Menurut KH Mas Mansyur, segala usaha dan pekerjaan kita hendaknya senantiasa diperbaiki dengan penyelidikan sendiri. Secara kolektif, buah penyelidikan dan perbaikan itu mesti dimusyawaratkan dengan dasar mendatangkan maslahat dan menjauhkan madlarat.

Artinya, segala macam keputusan yang dilakukan, terutama dalam persoalan muamalah duniawiyah,tidak bersifat final dan masih bisa ditinjau jika ada kesalahan atau perubahan. Hal ini terutama dilihat dalam masalah-masalah sosial, yaitu dengan melakukan koreksi-koreksi diri atas ijtihad yang diambil.

Kaidah ushul mengaktakan bahwa agama itu laa dharara wa laa dhiraar. Dan menghindari mudharat itu didahulukan daripada mencari mashlahah. Artinya, penentuan hukum harus melihat unsur mafsadatdan maslahat-nya bagi umat -untuk perkara Muamalah. 

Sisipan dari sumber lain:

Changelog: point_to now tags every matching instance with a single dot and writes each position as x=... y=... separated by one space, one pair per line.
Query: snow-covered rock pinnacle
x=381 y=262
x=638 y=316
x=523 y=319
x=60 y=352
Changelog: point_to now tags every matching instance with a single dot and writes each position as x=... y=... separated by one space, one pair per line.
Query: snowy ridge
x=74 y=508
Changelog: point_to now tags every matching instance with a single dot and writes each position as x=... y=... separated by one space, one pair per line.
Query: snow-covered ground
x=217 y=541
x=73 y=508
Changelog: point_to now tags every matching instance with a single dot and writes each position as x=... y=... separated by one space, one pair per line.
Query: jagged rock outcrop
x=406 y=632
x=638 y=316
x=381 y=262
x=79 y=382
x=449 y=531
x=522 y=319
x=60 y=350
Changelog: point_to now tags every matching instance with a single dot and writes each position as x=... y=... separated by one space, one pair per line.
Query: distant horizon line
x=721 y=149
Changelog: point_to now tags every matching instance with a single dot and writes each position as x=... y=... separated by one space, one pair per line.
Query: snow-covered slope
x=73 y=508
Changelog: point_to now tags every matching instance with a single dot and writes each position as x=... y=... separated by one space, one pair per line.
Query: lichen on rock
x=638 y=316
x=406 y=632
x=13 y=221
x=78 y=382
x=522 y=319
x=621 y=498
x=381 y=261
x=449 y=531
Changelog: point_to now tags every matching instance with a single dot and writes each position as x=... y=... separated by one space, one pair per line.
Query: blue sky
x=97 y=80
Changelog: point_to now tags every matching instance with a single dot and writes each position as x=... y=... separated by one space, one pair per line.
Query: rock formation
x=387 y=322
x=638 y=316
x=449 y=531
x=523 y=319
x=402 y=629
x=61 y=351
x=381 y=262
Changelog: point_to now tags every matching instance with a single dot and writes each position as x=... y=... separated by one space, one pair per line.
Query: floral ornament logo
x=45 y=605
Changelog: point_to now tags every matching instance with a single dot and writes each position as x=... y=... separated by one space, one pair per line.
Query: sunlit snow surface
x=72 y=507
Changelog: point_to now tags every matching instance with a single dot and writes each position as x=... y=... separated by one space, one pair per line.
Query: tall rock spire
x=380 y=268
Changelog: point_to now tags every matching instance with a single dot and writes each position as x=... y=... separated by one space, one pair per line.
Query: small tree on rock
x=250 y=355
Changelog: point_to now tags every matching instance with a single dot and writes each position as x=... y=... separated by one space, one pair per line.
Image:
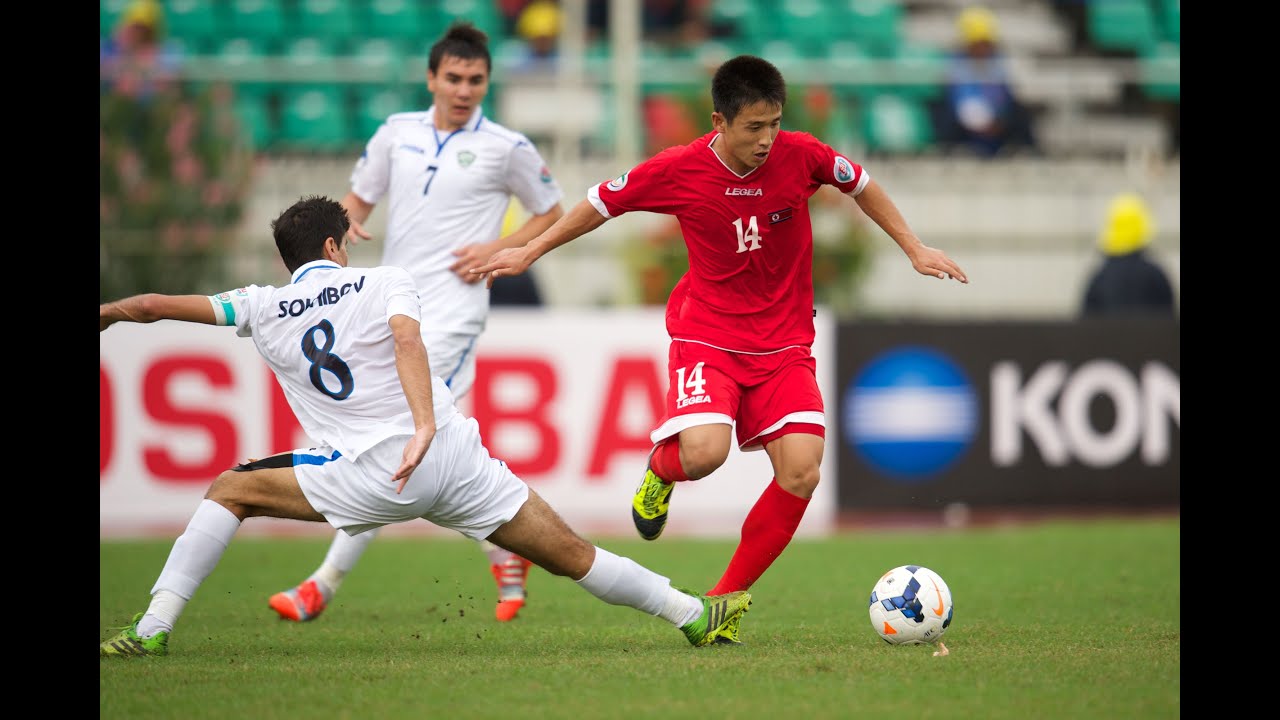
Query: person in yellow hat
x=979 y=113
x=1128 y=281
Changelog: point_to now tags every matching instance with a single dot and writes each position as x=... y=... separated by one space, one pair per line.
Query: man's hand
x=471 y=256
x=933 y=261
x=414 y=454
x=510 y=261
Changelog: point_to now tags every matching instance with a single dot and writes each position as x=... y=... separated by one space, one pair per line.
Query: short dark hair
x=462 y=40
x=300 y=231
x=744 y=81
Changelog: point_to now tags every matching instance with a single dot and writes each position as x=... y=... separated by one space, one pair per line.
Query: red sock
x=666 y=461
x=766 y=533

'Intiqad  sebenarnya berhubungan erat dengan premis pertama di atas, yaitu memperluas paham agama. Sikap untuk memperluas pemahaman keagamaan dengan melihat sumber-sumber kebenaran secara terbuka perlu diikuti oleh sikap 'intiqad, yang berarti tidak bersifat fanatik atas satu pendapat yang dianggap benar.

Sikap 'intiqad berarti bersifat reflektif; kebenaran itu bukan atas diri sendiri dan tidak dinisbatkan pada golongan tertentu, melainkan pada Allah. Artinya, sikap 'intiqad akan menghindarkan kita dari truth claim yang berlebihan.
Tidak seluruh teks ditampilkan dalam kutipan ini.